Wrestling with pathogens: host SUMOylation and bacterial interference in the plant immune system
University Of Missouri-Columbia, Columbia MO
Investigators
Abstract
A fundamental "engineering" problem in signal processing consists of integrating trigger threshold and dynamic range into a beneficial balance between sensitivity and specificity. A good example is the immune system, which organisms need to carefully control so that it can be rapidly activated when faced with a threatening pathogen, but kept in check to prevent damaging side effects. In plants, one of the strongest immune responses is triggered when intracellular immune receptors detect the presence of intruding pathogen proteins deployed by the pathogen to manipulate the host cell, a process called effector-triggered immunity. This project aims to uncover principles by which living organisms calibrate the complex signaling modules that regulate the specificity and intensity of immune responses.
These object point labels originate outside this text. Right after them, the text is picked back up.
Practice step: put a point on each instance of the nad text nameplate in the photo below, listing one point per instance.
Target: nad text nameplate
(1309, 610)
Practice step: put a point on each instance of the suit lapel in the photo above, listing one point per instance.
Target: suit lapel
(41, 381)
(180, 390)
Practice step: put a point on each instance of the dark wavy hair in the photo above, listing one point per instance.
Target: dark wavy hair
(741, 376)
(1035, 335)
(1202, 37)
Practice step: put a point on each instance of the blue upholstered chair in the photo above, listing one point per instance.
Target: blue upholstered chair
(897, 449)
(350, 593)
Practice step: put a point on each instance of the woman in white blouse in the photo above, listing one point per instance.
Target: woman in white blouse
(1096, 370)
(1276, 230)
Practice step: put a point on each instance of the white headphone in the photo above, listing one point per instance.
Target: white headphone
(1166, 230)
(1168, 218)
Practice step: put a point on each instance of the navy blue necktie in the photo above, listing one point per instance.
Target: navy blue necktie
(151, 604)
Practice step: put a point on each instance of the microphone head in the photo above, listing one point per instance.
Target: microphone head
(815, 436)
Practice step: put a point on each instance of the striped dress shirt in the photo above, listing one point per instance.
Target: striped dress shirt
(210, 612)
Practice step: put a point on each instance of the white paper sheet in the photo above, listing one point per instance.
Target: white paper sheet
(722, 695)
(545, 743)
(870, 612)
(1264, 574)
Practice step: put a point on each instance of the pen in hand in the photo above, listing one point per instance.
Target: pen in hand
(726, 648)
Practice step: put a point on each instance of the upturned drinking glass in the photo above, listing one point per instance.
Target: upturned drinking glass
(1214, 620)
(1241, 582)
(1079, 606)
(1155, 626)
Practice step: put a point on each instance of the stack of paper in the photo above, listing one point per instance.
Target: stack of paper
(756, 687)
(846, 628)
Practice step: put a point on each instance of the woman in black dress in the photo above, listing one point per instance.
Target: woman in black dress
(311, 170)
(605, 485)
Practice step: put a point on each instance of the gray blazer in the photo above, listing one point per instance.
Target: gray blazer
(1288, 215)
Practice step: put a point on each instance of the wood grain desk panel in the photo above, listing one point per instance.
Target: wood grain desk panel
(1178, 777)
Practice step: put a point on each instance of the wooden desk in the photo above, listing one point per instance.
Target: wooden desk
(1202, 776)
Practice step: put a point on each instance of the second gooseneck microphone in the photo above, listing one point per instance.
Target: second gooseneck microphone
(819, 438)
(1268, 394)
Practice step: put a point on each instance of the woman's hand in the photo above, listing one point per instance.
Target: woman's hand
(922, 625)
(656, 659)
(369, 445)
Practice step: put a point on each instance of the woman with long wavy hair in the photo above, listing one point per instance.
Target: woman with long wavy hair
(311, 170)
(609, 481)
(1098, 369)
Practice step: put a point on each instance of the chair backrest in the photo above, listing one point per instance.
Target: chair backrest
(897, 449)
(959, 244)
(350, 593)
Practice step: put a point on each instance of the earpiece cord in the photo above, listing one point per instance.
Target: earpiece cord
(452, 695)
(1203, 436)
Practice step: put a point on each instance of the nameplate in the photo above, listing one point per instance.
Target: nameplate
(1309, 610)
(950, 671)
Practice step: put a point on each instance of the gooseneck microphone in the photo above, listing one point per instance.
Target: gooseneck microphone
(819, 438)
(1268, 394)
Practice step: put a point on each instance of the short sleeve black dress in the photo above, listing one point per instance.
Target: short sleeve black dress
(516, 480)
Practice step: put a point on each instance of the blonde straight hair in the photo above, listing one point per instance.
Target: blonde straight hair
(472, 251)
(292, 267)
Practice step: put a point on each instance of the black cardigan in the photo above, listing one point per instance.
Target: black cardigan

On a practical level, detailed knowledge of the plant immune response may lead to crop plants with improved durability of innate pathogen resistance in the long term, with significant benefits to sustainable agricultural and biomass production and the environment. This project's broader impacts also include the training of undergraduate and graduate students and of a post-doctoral researcher. In addition, the project will support students in a campus-wide program called Freshman Research in Plant Sciences (FRIPS), and will further develop connections to middle and high school teachers in Sedalia, MO, through classroom visits and the organization of research modules at MU for teachers in the summer. The focus is on an immune regulator in the plant Arabidopsis thaliana called SRFR1. Current understanding of SRFR1 protein function suggests that SRFR1 is an immune adaptor protein that temporally and spatially regulates the presence and stability of protein complexes to fine-tune immune outputs. In this project, the mechanisms that regulate SRFR1 protein-protein interactions will be investigated. Specifically, the indication that SRFR1 binds SUMO, a small protein that is attached to other proteins to regulate their location in the cell, suggests a mechanism for regulating SRFR1 interactions with other proteins by SUMOylation. This will be tested using a combination of genetics, cell biology and proteomics to establish whether and when SUMOylation of SRFR1 client proteins occurs, and whether this determines the cellular location of protein complexes. In addition, the project will investigate if pathogens interfere with this process.